Read The Fall of Dragons Page 16


  Kronmir knew how it all worked.

  “Cut off some fingers, Carlos,” the priest said. “I’m in a hurry.”

  Kronmir could watch.

  Three fingers from his right hand went, one by one.

  He screamed for each one. Never again to hold a sword, or a pen. Of course, that was faulty thinking, as he was not getting away. Never again now applied to everything.

  Actually, none of it hurt as much as his hip, when he writhed at the pain from the fingers.

  “He is someone very important,” the priest said to someone else. “He has been trained to resist. This is an extraordinary discovery.”

  “Is this their Red Knight come in person?” the sibilant voice said. “That would be excellent. But it is not he. He is in the north, fighting the rebel.”

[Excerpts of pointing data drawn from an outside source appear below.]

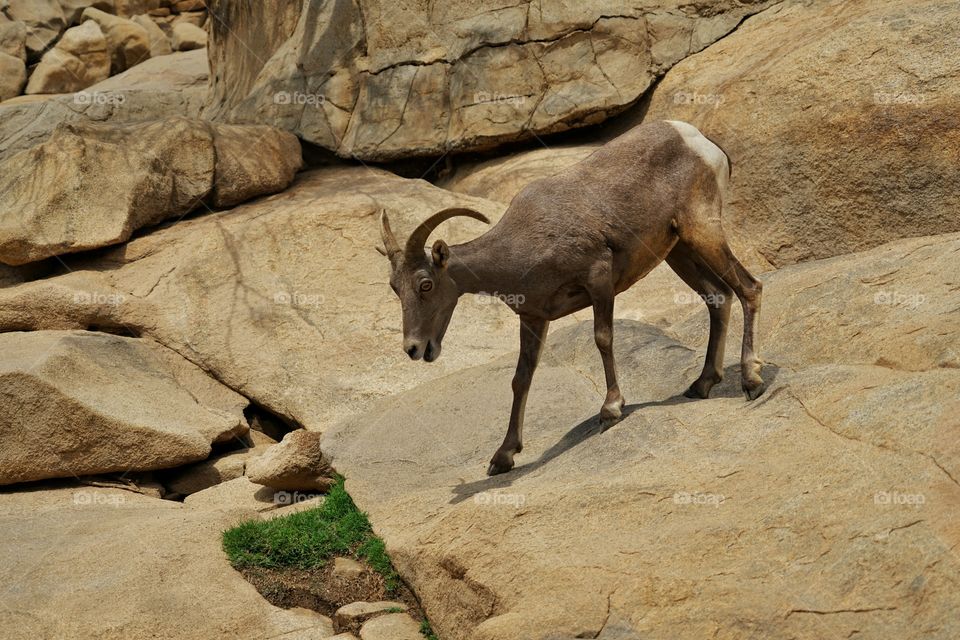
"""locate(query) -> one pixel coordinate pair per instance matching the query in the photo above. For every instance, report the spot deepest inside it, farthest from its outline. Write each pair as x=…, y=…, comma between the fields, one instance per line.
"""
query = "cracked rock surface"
x=381, y=80
x=826, y=508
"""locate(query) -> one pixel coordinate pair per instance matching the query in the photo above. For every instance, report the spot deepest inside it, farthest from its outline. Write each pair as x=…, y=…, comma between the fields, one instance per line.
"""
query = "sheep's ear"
x=440, y=254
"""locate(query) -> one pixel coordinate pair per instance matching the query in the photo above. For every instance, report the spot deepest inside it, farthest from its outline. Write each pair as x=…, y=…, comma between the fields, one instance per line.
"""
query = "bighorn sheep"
x=577, y=239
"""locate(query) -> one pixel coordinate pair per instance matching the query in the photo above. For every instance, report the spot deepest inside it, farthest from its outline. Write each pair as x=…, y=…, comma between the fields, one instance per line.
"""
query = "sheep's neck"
x=476, y=267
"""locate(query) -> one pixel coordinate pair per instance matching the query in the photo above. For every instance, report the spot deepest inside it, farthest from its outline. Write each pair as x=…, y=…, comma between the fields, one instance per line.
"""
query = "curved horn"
x=390, y=243
x=418, y=238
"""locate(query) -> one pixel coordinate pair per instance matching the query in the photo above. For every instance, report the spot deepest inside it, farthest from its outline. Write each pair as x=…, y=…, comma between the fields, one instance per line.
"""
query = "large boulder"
x=44, y=22
x=90, y=186
x=82, y=403
x=82, y=562
x=129, y=43
x=840, y=120
x=380, y=80
x=826, y=508
x=79, y=59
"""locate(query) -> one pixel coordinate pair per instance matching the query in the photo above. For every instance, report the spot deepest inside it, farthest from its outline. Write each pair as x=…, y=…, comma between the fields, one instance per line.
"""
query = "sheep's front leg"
x=533, y=334
x=602, y=296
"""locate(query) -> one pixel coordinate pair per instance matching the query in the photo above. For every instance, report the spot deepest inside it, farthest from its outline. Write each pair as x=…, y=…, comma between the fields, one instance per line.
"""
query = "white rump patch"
x=710, y=153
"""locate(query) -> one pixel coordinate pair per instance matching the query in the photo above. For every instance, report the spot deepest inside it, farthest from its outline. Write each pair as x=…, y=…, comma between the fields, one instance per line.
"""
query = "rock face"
x=164, y=576
x=290, y=284
x=91, y=186
x=129, y=43
x=187, y=37
x=79, y=60
x=861, y=105
x=90, y=403
x=822, y=508
x=295, y=464
x=13, y=76
x=502, y=178
x=44, y=22
x=172, y=86
x=159, y=43
x=381, y=80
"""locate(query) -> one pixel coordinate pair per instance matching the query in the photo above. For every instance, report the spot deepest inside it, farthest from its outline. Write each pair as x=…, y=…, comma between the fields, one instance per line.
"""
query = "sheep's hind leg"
x=718, y=298
x=712, y=252
x=602, y=295
x=533, y=334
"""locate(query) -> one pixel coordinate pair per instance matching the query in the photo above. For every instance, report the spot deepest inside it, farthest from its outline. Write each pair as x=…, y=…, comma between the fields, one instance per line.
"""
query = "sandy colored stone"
x=44, y=21
x=85, y=403
x=129, y=43
x=13, y=76
x=824, y=507
x=392, y=626
x=203, y=475
x=252, y=160
x=187, y=36
x=82, y=562
x=240, y=293
x=80, y=59
x=295, y=464
x=392, y=80
x=73, y=9
x=93, y=185
x=237, y=495
x=358, y=612
x=806, y=184
x=13, y=36
x=502, y=178
x=159, y=43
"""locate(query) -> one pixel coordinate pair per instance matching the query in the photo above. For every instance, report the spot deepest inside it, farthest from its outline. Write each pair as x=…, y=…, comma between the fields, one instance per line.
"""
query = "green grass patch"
x=308, y=539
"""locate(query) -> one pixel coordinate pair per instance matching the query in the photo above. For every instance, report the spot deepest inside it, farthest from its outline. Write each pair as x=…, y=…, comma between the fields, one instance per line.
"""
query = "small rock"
x=203, y=475
x=188, y=36
x=159, y=43
x=13, y=37
x=79, y=60
x=129, y=43
x=13, y=75
x=347, y=569
x=296, y=464
x=393, y=626
x=356, y=613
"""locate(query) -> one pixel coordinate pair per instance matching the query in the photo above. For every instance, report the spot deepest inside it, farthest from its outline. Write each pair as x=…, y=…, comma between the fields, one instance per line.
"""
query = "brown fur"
x=577, y=239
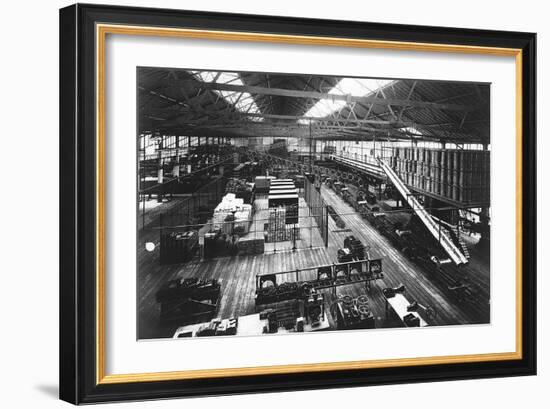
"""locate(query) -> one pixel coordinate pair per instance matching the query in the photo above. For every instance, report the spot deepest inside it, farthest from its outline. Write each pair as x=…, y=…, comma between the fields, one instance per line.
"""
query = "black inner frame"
x=78, y=194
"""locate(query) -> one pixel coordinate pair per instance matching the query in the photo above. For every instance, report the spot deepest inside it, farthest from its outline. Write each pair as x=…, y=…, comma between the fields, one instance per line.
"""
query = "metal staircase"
x=457, y=255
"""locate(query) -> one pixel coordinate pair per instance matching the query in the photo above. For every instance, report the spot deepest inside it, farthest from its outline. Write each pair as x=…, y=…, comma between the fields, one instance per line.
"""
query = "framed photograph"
x=258, y=203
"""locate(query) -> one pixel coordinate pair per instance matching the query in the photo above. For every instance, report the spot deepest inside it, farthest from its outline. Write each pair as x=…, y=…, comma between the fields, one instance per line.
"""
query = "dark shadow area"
x=50, y=390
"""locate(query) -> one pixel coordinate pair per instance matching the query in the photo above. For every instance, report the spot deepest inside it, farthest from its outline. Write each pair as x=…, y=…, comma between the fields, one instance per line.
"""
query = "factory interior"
x=273, y=203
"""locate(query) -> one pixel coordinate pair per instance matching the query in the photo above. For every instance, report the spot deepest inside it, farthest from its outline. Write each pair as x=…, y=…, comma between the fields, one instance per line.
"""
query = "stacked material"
x=231, y=211
x=250, y=246
x=283, y=193
x=243, y=218
x=277, y=227
x=241, y=188
x=456, y=174
x=177, y=247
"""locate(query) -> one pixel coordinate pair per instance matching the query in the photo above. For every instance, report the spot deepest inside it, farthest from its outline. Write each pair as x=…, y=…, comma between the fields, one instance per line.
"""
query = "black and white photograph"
x=282, y=203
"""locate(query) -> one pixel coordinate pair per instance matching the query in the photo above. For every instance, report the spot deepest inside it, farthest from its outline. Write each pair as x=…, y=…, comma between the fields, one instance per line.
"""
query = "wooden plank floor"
x=237, y=275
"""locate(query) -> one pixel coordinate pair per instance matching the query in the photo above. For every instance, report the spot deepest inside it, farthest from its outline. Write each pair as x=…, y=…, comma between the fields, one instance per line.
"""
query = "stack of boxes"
x=262, y=184
x=283, y=194
x=457, y=174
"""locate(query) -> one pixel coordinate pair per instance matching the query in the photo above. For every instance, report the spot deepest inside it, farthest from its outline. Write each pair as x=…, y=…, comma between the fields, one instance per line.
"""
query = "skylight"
x=242, y=101
x=357, y=87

  “God’s will,” said a third voice.

  “I need this to move faster,” said the sibilant voice. “I have no time for this. Cut his manhood.”

  “Holiness, I have found .…” said his torturer.

  “Speak,” said the voice.

  “Once you cut the manhood, they surrender to death, not to you.” The priest-torturer shrugged. Kronmir could see him. He was young; the same age as Favour.

  Kronmir wished he had magical powers of communication. Brown might avenge him. He certainly wanted to be avenged. He had no Christian forgiveness in him. He hoped that Brown would, someday, track them all down.

  “Have him raped, then,” said the voice. “I am told this works.”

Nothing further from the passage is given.